Mother and Child was born in the aftermath of my first child's birth.  I was throwing bowls on the wheel, the first time I'd gotten back into the studio after M was born.  When I am throwing I get the first few right and then one piece gets overstretched in a slick of clay slip and flops over. This doesn't worry me as working with clay is a constant learning curve and noone can throw on the wheel and not make mistakes.  As Grayson Perry remarked in his Reith Lecture - "Your mistakes is your style."  And so it was that day.  I was tightly coiled from sleepless nights and identity struggles, attempting to get back to my calling.  I had been through the most devastating, limit-testing, visceral experience of my life to have my daughter.  When the bowl went wrong I exhaled in disappointment and felt something click.  I had been through a transformation beyond my wildest imagination, oh so unprepared, and the ensuing art was my reaction.

I looked down at the soft torn brown mess on my wheel head.  I saw what I imagined my vulva to look like during and after my child's birth, which happened only with the assistance of a softly calming obsterician and her tools: scalpel and forceps.  And her surgical theatre colleagues: midwife, aneasthnatist and many other praiseworthy NHS professionals.  Blood was gushing, which I perceived in the petrified pools of my gentle husband's eyes.  What a terrible gift childbirth was for us both. 

On my wheelhead, undulating, ripped clay, I felt words come to me and with the only writing medium to hand, red clay slip, I scrawled words on my studio wall with my finger:

cut

push

pull

prolapse

stretch

tear

The last word has two meanings and both are relevant to my birth experiences.  It occured to me that I was in exactly the place to express what I could not say, that I did not have the words for.  I dripped and drizzled white slip over the forms like blood and birth fluids pouring.  I tore the clay, just as my daughter had pushed and torn through my birth canal.  I scratched with wires to create a hair effect.  I stuck the potter's knife in and pulled upwards, the clay collapsing back in on and over itself.  Stretching beyond the limit, pushing fingertips in, scraping softness with sharp tools.  Stretch, sweep, vaginal examinations left me violated. 

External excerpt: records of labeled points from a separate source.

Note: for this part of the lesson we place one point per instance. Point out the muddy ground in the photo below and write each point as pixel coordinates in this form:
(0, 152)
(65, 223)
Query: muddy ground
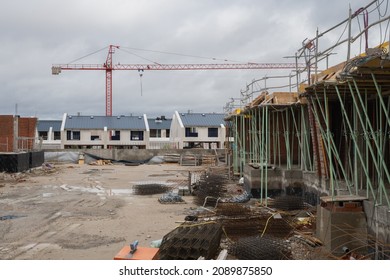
(85, 212)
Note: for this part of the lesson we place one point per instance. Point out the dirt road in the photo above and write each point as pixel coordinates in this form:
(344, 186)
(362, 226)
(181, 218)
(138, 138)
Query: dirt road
(85, 212)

This group's name is 'Mother and Child' for two reasons. The first being to subvert the concept of twee, matyring artworks that idiolise a false percption of motherhood; saccharine mothers looking sweetly down at their impeccably behaved babes.  Propaganda, created to shame mothers into accepting the role and the servitude that comes with it.  These abstract sculptures show no figurative mother nor a round cheeked child but a lumpen mass.  

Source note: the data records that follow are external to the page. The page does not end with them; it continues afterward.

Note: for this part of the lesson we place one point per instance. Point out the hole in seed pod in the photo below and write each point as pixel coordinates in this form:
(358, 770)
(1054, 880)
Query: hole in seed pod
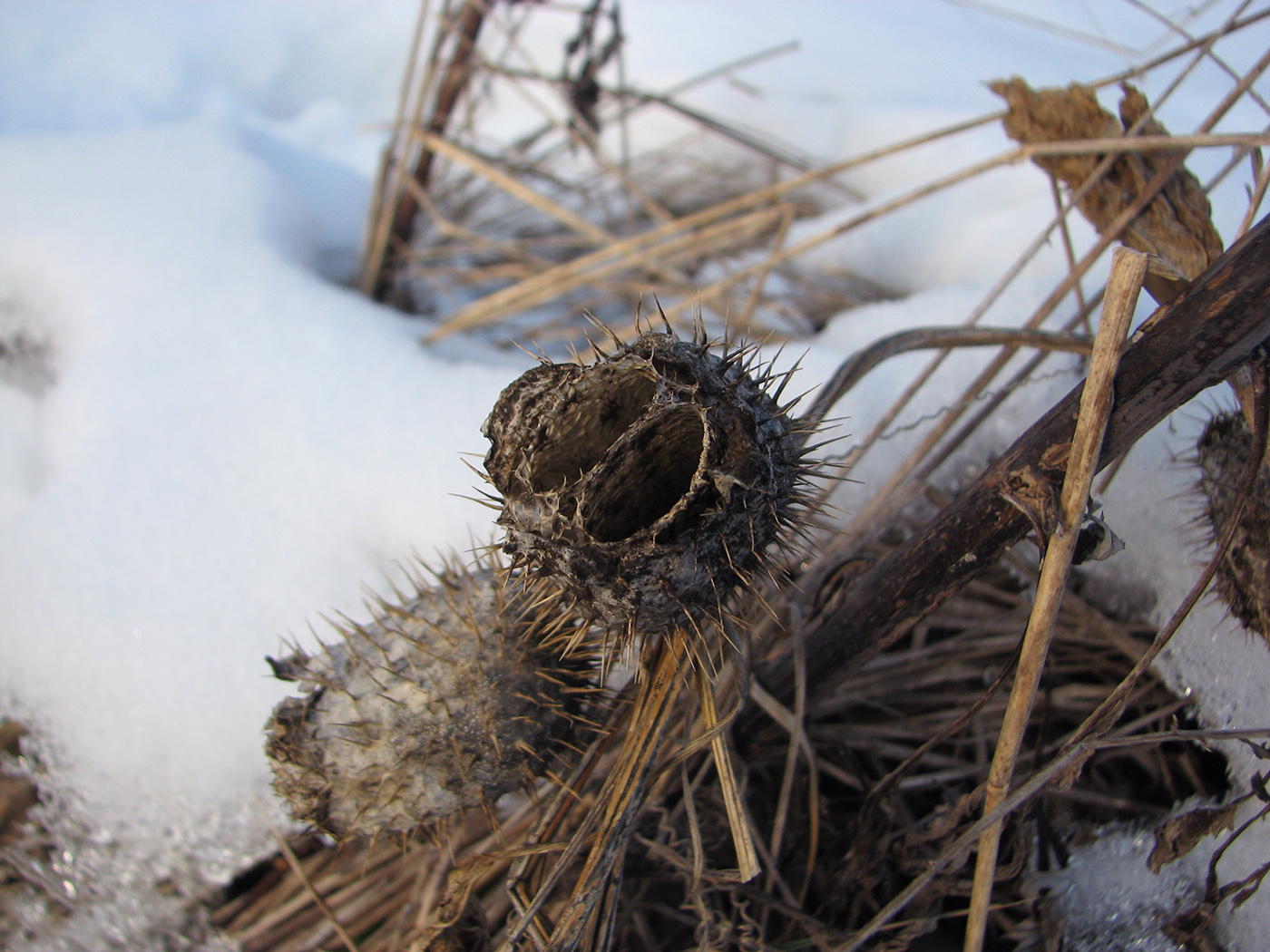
(645, 476)
(607, 400)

The second reason is that only a mother and a baby in the flow of being born can create this unique form of violence.  These are the invisible physical consequences of birth.  The impact on the mother's birthing body is symbolised by the tears, cuts, slits, slack skin, jagged edges and the holes made by the midwife or doctor's needle to repair the damage.  

What of the other damage?  That is for another piece.